Microsoft had originally sought to license the technology from Stac Electronics, which had a similar product called Stacker, but these negotiations had failed. Microsoft was later successfully sued for patent infringement by Stac Electronics for violating some of its compression patents. During the court case Stac Electronics claimed that Microsoft had refused to pay any money when it attempted to license Stacker, offering only the possibility for Stac Electronics to develop enhancement products.[citation needed]

Shortly after its release, reports of data loss emerged. A company called Blossom Software claimed to have found a bug that could lead to data corruption. The bug occurred when writing files to heavily fragmented disks and was demonstrated by a program called BUST.EXE. The company sold a program called DoubleCheck that could be used to check for the fragmentation condition that could lead to the error. Microsoft's position was that the error only occurred under unlikely conditions, but fixed the problem in MS-DOS 6.2.

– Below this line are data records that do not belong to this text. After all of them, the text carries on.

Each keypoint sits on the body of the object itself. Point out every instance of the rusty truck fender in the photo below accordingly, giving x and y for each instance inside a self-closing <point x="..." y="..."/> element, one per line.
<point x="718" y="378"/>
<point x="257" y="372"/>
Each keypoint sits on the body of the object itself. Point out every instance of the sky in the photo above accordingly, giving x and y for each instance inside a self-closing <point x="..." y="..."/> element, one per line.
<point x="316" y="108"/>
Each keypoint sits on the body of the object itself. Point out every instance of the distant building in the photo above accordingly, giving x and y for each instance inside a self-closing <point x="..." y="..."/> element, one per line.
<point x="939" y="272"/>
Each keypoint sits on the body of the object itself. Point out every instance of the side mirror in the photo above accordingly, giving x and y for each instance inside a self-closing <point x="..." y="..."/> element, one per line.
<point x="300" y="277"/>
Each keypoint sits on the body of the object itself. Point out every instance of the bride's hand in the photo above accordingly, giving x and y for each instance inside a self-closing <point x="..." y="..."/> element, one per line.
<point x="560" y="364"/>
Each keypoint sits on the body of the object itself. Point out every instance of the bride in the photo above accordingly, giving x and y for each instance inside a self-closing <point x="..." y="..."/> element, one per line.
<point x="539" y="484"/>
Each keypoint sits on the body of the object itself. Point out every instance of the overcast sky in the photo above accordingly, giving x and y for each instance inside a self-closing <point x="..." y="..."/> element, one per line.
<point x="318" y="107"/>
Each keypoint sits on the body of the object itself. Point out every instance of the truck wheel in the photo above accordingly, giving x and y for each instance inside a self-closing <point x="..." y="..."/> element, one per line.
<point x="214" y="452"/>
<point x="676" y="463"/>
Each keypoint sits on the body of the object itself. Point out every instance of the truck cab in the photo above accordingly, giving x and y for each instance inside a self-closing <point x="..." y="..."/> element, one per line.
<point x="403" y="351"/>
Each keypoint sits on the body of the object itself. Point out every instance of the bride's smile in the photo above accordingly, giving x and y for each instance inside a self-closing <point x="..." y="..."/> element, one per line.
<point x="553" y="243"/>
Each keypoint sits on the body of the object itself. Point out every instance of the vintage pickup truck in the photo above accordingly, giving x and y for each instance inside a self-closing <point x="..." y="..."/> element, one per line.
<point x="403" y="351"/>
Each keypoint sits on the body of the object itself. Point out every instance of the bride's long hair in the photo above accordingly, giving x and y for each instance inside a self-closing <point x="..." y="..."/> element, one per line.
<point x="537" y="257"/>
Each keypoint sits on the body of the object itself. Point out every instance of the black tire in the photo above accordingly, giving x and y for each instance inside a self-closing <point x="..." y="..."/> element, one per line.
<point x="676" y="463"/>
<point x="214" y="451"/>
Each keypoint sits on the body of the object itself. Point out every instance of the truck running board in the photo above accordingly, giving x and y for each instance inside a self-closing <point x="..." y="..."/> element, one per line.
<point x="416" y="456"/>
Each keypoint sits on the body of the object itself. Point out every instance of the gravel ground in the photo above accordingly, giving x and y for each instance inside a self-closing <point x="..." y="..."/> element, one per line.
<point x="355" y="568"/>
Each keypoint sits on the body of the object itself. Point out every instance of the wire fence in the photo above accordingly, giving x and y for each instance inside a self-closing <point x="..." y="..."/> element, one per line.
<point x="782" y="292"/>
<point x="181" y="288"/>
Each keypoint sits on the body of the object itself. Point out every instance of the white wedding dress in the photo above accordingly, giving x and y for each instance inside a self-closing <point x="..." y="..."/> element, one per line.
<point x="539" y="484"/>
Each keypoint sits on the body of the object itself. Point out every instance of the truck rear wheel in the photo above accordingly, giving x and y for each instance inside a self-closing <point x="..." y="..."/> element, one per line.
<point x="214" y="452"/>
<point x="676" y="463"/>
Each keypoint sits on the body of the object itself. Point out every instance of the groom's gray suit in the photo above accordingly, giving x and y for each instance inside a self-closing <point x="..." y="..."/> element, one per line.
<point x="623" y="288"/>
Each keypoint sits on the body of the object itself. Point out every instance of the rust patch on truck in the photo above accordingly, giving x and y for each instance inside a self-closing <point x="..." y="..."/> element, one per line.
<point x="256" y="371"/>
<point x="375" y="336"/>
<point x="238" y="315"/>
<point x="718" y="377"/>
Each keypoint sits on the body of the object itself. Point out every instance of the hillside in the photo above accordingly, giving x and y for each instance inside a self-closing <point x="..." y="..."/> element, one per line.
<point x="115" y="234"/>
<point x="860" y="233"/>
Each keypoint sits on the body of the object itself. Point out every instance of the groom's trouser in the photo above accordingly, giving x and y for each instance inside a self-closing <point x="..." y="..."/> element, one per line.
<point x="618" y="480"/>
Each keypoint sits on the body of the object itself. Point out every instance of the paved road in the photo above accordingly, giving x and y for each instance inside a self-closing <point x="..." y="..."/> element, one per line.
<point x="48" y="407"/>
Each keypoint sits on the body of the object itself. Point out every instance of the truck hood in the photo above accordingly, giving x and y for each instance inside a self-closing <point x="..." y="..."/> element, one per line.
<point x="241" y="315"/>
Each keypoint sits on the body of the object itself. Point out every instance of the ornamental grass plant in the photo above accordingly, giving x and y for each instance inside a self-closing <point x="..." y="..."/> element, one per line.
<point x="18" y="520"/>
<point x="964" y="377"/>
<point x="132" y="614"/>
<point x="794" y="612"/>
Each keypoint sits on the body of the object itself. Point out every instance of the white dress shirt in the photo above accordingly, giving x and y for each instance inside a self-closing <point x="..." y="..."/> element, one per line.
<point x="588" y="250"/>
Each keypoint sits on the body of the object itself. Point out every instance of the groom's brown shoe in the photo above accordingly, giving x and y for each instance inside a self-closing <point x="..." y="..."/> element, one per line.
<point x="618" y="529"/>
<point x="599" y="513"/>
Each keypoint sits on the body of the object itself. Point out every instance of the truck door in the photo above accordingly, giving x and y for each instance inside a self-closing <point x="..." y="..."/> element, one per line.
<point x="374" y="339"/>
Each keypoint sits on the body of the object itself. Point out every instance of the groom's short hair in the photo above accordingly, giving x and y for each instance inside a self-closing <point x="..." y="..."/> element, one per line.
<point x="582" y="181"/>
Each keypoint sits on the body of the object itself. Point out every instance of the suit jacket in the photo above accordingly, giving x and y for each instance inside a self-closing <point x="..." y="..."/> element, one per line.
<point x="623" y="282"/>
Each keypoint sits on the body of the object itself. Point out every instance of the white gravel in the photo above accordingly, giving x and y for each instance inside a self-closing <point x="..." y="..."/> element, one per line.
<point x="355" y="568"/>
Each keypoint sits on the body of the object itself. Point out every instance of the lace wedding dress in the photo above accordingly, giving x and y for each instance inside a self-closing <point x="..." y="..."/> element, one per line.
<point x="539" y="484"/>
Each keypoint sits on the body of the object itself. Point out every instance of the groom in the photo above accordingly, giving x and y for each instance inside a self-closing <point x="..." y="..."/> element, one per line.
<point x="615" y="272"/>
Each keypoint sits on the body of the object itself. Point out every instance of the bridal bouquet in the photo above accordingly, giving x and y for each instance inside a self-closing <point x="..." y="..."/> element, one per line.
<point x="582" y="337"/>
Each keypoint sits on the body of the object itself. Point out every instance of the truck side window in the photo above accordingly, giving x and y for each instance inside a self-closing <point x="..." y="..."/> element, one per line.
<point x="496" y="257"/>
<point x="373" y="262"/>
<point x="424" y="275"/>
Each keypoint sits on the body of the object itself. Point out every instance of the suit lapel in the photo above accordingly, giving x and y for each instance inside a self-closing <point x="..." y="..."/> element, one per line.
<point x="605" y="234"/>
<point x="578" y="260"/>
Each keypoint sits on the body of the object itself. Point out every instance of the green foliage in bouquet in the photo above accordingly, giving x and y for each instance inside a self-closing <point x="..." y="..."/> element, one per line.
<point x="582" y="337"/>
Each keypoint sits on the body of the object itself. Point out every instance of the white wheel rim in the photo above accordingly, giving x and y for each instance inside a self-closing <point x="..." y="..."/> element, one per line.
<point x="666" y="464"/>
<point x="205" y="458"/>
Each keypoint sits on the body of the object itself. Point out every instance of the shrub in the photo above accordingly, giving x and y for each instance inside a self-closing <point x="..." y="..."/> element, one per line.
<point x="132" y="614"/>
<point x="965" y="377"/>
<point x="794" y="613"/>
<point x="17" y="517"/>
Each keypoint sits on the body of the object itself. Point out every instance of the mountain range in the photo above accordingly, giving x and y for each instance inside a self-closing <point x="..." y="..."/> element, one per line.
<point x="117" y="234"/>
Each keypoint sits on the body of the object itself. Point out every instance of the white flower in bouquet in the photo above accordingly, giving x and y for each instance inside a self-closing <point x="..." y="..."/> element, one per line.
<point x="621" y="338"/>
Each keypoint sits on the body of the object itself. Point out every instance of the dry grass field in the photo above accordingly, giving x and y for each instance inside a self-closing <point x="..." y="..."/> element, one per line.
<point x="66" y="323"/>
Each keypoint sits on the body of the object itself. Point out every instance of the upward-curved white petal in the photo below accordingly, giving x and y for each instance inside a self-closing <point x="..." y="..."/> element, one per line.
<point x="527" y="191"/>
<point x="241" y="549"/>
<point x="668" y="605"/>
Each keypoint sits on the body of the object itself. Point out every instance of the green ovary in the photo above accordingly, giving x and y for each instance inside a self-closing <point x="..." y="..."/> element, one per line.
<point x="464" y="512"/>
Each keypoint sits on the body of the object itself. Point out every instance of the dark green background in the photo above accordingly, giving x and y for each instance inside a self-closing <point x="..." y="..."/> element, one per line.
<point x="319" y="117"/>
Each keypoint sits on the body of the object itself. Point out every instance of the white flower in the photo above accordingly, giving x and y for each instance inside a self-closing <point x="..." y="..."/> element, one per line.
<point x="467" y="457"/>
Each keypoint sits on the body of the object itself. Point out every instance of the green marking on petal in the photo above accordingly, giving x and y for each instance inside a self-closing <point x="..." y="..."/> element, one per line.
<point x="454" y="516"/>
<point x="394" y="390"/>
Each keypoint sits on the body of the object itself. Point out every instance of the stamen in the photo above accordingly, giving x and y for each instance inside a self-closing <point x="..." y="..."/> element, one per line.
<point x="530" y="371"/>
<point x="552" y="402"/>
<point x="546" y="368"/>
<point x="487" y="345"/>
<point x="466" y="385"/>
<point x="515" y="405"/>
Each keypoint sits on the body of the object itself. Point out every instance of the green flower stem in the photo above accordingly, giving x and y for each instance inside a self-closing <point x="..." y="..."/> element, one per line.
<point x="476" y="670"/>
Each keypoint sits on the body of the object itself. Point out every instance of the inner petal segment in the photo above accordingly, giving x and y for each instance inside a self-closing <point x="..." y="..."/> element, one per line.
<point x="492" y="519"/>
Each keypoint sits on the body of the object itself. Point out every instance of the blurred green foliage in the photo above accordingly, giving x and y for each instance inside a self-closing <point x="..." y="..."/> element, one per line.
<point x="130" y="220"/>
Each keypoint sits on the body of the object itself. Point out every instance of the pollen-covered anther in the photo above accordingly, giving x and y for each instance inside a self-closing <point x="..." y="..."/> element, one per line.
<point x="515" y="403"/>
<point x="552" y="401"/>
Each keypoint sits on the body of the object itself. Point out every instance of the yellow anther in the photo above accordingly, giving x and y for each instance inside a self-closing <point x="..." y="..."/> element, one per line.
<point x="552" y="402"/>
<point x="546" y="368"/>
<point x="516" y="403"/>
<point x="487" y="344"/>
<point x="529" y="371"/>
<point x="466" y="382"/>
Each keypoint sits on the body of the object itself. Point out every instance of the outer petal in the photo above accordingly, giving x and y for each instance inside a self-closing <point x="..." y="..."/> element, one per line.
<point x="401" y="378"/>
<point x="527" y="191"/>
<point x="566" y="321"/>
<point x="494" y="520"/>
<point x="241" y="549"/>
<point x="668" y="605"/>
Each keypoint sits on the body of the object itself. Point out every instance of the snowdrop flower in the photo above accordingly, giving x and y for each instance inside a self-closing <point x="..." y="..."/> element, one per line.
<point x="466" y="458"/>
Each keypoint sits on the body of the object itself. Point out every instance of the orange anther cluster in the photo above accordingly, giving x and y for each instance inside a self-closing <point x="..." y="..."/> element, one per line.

The fragmentation condition was related to the way DoubleSpace compresses individual clusters (of size, say, 8 K), and fits them on the disk, occupying fewer sectors (size 512 bytes) than the fixed number required without DoubleSpace (16 sectors in this example). This created the possibility of a kind of internal fragmentation issue, where DoubleSpace would be unable to find enough consecutive sectors for storing a compressed cluster even if plenty of space was available.

Other potential causes of data loss included the corruption of DoubleSpace's memory areas by other programs, DoubleSpace's memory areas were not protected, because MS-DOS ran in real mode. Microsoft attempted to remedy this in the MS-DOS 6.2 version of DoubleSpace (via a feature called DoubleGuard that would check for such corruption).